A Menno friend of Francis



Canadian Mennonite spoke with Betty Puricelli of Toronto Mennonite New Life Church about her late husband Adolfo’s connections with Pope Francis.

Like Adolfo Puricelli, Jorge Mario Bergoglio, who became pope in 2013, was born in 1936 and was raised Catholic in Buenos Aires, Argentina. The two attended two different seminaries together, the Facultades de Filosofía y Teología de San Miguel and the Jesuit seminary, Inmaculada Concepción Seminary.

At the second seminary, Adolfo was counselled that “his future was in the world,” that he should explore options outside the priesthood. For a time, he worked with the American Bible Society and eventually came to Canada where he established the Toronto Mennonite New Life Centre and pastored the Toronto Mennonite New Life Church until only a few years before his death in 2018.

Adolfo stayed in contact with his schoolmate, however. Betty Puricelli recalls a time when Adolfo returned to Buenos Aires for a short visit and tried to see Bergoglio, then a rising leader at the seminary where he had studied. “Two or three seminarians who had been at school with Adolfo and Bergoglio were his secretaries. They wouldn’t let Adolfo see him. They said he was too busy. Adolfo was rather upset, and he wrote Bergoglio a letter and explained why so-and-so wouldn’t let him in, adding, ‘I wanted to greet you and give you a hug.’ Adolfo knew where Bergoglio’s family lived and he gave the letter to Bergoglio’s mother and said, ‘Please give this to Bergoglio,’ and she did. The pope answered, a beautiful letter. He said, ‘We’re called to love, but sometimes it is very difficult to love everybody.”

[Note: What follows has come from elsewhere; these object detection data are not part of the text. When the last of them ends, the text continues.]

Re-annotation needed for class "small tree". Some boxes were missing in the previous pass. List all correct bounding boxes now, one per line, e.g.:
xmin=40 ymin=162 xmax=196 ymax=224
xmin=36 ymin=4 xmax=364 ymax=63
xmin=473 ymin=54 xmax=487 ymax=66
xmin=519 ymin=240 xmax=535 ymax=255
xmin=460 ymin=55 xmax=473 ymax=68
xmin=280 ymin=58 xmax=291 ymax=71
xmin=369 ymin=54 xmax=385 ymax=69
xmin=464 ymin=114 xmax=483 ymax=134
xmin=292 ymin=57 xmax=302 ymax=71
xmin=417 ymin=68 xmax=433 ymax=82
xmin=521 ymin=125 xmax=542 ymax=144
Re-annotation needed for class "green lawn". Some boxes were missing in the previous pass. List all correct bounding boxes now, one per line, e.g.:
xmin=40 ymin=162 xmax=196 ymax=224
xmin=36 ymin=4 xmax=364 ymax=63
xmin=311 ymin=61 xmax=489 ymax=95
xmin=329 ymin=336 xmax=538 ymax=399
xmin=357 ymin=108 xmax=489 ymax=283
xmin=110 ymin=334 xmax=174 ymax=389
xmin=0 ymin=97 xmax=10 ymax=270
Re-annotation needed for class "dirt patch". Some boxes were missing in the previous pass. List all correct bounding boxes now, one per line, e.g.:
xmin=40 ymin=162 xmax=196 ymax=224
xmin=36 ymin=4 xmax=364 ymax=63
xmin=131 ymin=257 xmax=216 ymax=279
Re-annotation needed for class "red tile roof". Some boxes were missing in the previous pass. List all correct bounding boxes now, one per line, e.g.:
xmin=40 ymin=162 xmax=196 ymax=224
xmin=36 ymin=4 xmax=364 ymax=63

While Bergoglio had always lived the simple, modest lifestyle for which he became noted as the pope—“Absolutely through and through no luxury,” Betty says—in Bergoglio’s early years as a young Jesuit priest, he “could be rather dictatorial, according to my husband.” The church asked Bergoglio to take a year’s absence to reflect on the way he dealt with others. “That year changed his life entirely. He became more and more gentle.”

Betty Puricelli recalled hearing about a priest who went to Bergoglio concerned because he had fallen in love with a woman. As she tells the story, Bergoglio said, “Well, just become an evangelical pastor. Then you can marry and follow your calling.”

Bergoglio’s openness to working with other Christian denominations went back to his early years as a Jesuit where he was one of the organizers of a meeting of Christians of various denominations in Buenos Aires during the post-Vatican II era. Among those who met with him were two of Betty’s sisters.

Adolfo and Betty happened to be in Buenos Aires in 2013 during the election of a new pope. They knew Bergoglio was among the cardinals at the Vatican, but they were in the Ezeiza International Airport when large television screens began showing white smoke coming out of the Vatican. Betty recalls, “They said, ‘The next pope is Jorge Mario Bergoglio.’ Adolfo just started bawling his eyes out. It was a very emotional moment.” She adds that, apparently, when Bergoglio was elected pope, he said, humourously, to the other cardinals, “May the Lord forgive you.”

For Betty, this was an example of the porteño humour shared by people from Buenos Aires, including Adolfo. “I feel it helped all of us through those terrible years with the military. We were living on tenterhooks. You never knew when they might come into your house and take somebody.”

She recalls a time during the 1970s when Bergoglio gave permission to a group of men to hide in the seminary while they organized a boat that would take them to safety in Uruguay. One night at midnight, the seminarians smuggled the men out of the seminary and onto the boat; the very next day, the police raided the seminary but found no one.

Betty herself never met the pontiff, but she corresponded with him after the death of Adolfo in 2018, letting him know that his old schoolmate had died. Pope Francis replied to her letter, saying, “I remember him warmly, and I will pray for you.”  Of the pope’s death on Easter Monday, April 20, Betty says, “He wanted to die with his boots on—and he did.”